Entre julho e agosto, foram publicadas pelo menos 60 reportagens elogiosas à gestão de Ricardo Nunes que podem ser facilmente interpretadas como propaganda eleitoral antecipada. Motoryn apontou, em sua reportagem, que a Folha sequer indicava que os conteúdos seriam publicitários, em prática que induz o leitor ao erro.
Após a publicação da matéria a Folha alterou o layout dos conteúdos corrigindo a indução ao engano apontada pelo jornalista. No entanto, seu Ombudsman acusou o repórter de fazer “inferências sem apontar nada de concreto”. Dias mais tarde, o The Intercept Brasil publicou nova matéria expondo os contratos na íntegra em seu site, obtidos via Lei de Acesso à Informação.
“E tem mais. O repórter Paulo Motoryn recebeu outro documento com detalhes sobre os pagamentos feitos por outra agência, a MWorks. Lá constam mais pagamentos à Folha: R$ 146.722,22 em ‘projeto especial’, ‘inserção de banners’, ‘branded pages’ e ‘mídias de divulgação’ em 2022. Neste ano, a MWorks ainda intermediou o pagamento de um anúncio relacionado à Virada Cultural no valor de R$ 213.750,00.”, diz trecho da matéria assinada por Tatiana Dias que revelou os contratos entre Prefeitura de São Paulo, a Propeg e a Folha.
O Globo – Metrópole
Assim como os canais Estúdio Folha e Estadão Expresso São Paulo, com os quais os seus concorrentes paulistas publicam as matérias da Prefeitura, o jornal O Globo criou o canal Metrópole, dentro do seu site, para o mesmo fim. O tom é o mesmo das outras parcerias: textos em formato jornalístico, com linguagem amena e toques de utilidade pública para “noticiar” de forma elogiosa uma série de pormenores da gestão paulistana.
“Bicicleta é alternativa sustentável de mobilidade urbana e conexão com transporte público”, diz o título de matéria publicada na sessão em primeiro de setembro. A linha fina aponta a origem da informação: “Prefeitura de São Paulo lança programa de empréstimo gratuito de bicicleta e aumenta em mais 300 quilômetros a malha cicloviária até o fim de 2024; hoje são 722 quilômetros, a maior de todo país”.

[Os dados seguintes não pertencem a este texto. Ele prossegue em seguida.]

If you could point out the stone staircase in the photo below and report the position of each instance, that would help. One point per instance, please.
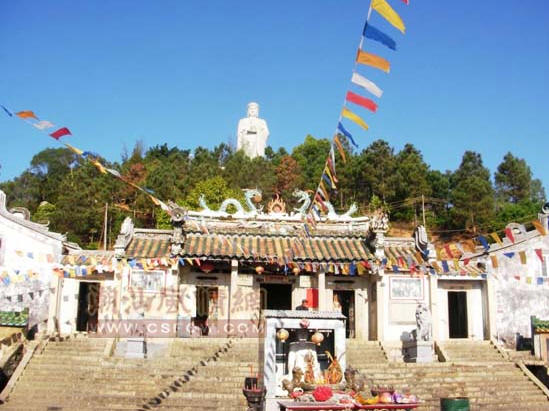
(475, 370)
(187, 374)
(467, 350)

Já a primeira matéria da sessão, publicada em 30 de junho deste ano, diz na chamada: “Um novo Centro para a cidade de São Paulo: Ações da Prefeitura, diálogo com a sociedade e parceria com o setor privado geram onda inédita de investimentos na região.” O texto – publicado em momento de acalorados debates sobre o futuro da chamada ‘cracolândia’ – já começa com um elogio, anunciando que a capital paulista teria encontrado um “caminho eficaz” para “revitalizar” o centro da cidade de forma “sustentável”. Bem, basta caminhar pelas ruas da cidade para constatar a irrealidade de tal narrativa.
O que muda em relação às demais parcerias são basicamente dois aspectos. O primeiro é que se trata de uma publicação semanal, diferente do que ocorre nos jornais paulistas em que diversos conteúdos são publicados no mesmo intervalo de tempo.
Outra diferença está nos ‘chapéus’ das matérias, que apontam claramente tratar-se de conteúdo pago. No campo da autoria do conteúdo, consta a própria Prefeitura de São Paulo como autora. No entanto, no rodapé da página não há maiores informações sobre a parceria como ocorre nos sites da Folha e do Estadão.
A Revista Fórum também questionou Prefeitura de São Paulo, via Lei de Acesso à Informação, sobre os valores pagos ao jornal O Globo. Leia, a seguir, a resposta, também assinada por Affonso Prado Filho, Chefe de Gabinete da Secretaria Especial de Comunicação.
"Com relação ao jornal O Globo, informamos que a tratativa realizada pela Prefeitura de SP em decorrência do seu apoio institucional a eventos, tem como contrapartida, não onerosa, espaço publieditorial para divulgação e promoção de turismo e lazer na cidade de São Paulo, aos munícipes interessados."